Se o meu pai, sempre fazendo ausência: e o rio-rio-rio, o rio — pondo perpétuo.
Guimaraes Rosa
Cuando se lo siente demasiado el [río] Tajo es Atlántico sin vueltas…
Bernardo Soares
I
A mí padre no le interesaba el fútbol, pero en el 86 empezó con eso de que Maradona y Borges se parecían.
Yo tenía una maestra odiosa que preguntaba qué habíamos cenado, o a dónde habíamos ido de vacaciones. En casa no íbamos de vacaciones y siempre cenábamos pizza. Inventar platos exóticos me resultaba más fácil que inventar Mar del Plata o la costa uruguaya.
Mi padre me buscaba diariamente por la escuela. Un día, mientras me desprendía del grupo, vi que hablaba con la maestra.
Volvimos en silencio hasta que tiró la colilla con un gesto contenido y dijo, sin ninguna introducción, que comíamos pizza porque mamá era una mujer activa, no una mantenida de delantal y ensaladas. Que esa noche él podía hacer huevos fritos y que el mar era un invento de las postales... a fin de cuentas, el río era mucho más lindo. Hizo la pausa de acoger un recuerdo y salmodió: “el arroyo de las sierras / me complace más que el mar”. Encima le endilgó aquella frase, como si me importara, a un fulano preciso. Yo odiaba sus frasecitas con dueño y me crucé de vereda; pero antes le dije que el abuelo tenía razón, que era un revirado. Vio la posibilidad de socratearme. Me preguntó que qué era un revirado. Tartamudeé en la definición y, al fin –habrá sido su parecido con revés–, grité: el que da vuelta todo.
Esa noche hubo pizza y mi padre le trazó con el cuchillo la curva de una sonrisa. Dos aceitunas –los ojos– y dos medias rodajas de tomates –las orejas– completaron la carita. Yo me emperré en mi seriedad insobornable. Mi madre cortó con apuro, pero desplazó en mi favor la muzarella.

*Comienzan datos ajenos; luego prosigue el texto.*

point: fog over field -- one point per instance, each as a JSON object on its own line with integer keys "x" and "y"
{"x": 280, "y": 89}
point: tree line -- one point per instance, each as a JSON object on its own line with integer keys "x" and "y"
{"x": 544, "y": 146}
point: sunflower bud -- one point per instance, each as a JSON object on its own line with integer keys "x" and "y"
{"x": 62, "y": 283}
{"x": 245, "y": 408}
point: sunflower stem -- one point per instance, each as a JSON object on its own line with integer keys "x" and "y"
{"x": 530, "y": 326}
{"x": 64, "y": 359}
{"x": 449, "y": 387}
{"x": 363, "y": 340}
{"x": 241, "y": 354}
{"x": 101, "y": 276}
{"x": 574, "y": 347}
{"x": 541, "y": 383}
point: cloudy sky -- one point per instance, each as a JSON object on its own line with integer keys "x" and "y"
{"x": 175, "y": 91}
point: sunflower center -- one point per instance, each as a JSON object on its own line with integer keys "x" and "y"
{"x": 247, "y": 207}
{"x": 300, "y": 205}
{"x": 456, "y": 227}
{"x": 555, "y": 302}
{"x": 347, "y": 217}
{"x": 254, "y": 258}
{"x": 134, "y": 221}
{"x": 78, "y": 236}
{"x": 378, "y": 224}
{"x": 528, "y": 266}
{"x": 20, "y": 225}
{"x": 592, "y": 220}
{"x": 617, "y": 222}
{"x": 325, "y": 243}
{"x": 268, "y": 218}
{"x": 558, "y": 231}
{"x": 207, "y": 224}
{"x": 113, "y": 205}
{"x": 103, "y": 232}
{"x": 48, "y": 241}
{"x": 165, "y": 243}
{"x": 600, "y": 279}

Durante los días que siguieron mi padre fue puntual a buscarme y yo, en la primera esquina, me cruzaba de vereda. Él me custodiaba de reojo… y cuando yo me ataba los cordones o me anclaba en alguna baldosa, se dejaba interesar por algún árbol o los contornos de una nube.
…
El domingo a la noche ordenó que me pusiera decente, que íbamos a ir a un restaurante. Mi madre se apareció alta en sus tacos mientras se pescaba el lóbulo con el anzuelo de un aro (encaraba cualquier manualidad sin soltar el cigarrillo). Papá, por su parte, traía un saco que yo no le había visto nunca.
Se miraron por un instante como si yo no existiera.

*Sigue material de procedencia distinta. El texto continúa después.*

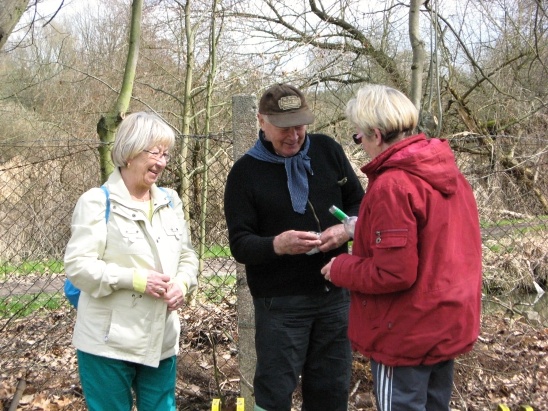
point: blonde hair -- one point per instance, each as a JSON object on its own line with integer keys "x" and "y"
{"x": 137, "y": 132}
{"x": 384, "y": 108}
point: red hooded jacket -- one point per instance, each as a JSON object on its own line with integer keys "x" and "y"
{"x": 415, "y": 269}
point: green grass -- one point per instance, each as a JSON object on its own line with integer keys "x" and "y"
{"x": 21, "y": 306}
{"x": 32, "y": 267}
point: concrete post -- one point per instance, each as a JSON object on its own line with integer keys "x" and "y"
{"x": 244, "y": 129}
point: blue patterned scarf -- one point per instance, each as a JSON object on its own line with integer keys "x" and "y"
{"x": 295, "y": 168}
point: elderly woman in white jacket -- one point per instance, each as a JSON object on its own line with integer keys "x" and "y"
{"x": 130, "y": 255}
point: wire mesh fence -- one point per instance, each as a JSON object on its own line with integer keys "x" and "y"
{"x": 40, "y": 182}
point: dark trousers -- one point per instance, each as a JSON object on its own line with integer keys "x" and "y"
{"x": 417, "y": 388}
{"x": 303, "y": 336}
{"x": 108, "y": 384}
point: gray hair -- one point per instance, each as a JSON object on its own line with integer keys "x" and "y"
{"x": 384, "y": 108}
{"x": 137, "y": 132}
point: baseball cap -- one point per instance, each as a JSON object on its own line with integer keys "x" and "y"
{"x": 285, "y": 106}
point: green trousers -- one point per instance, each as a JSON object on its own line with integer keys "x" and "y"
{"x": 109, "y": 384}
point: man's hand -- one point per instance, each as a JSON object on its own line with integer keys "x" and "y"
{"x": 326, "y": 270}
{"x": 333, "y": 237}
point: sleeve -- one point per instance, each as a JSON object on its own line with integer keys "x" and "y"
{"x": 391, "y": 236}
{"x": 242, "y": 218}
{"x": 352, "y": 189}
{"x": 187, "y": 269}
{"x": 84, "y": 266}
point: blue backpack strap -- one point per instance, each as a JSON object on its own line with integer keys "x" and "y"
{"x": 71, "y": 292}
{"x": 167, "y": 192}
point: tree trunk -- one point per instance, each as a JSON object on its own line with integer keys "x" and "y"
{"x": 107, "y": 126}
{"x": 10, "y": 14}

Papá se había excusado de asistir a mi comunión (por revirado había dicho mi abuelo), pero ahora parecía aceptar mi camisa blanca y hasta me compuso el cuello.
…
El mozo apartó la silla para que mamá se sintiera una reina y nos dejó tres menús. Cuando hallé la resonancia más sugerente, la pronuncié con dificultad. Mi madre tardó en decidirse, como si estudiase una partitura. Papá se distraía con la canastita del pan y, cuando le llegó el turno, pidió dos porciones de pizza.
Mi madre le dedicó esa mirada de censura y admiración que yo celaba tanto.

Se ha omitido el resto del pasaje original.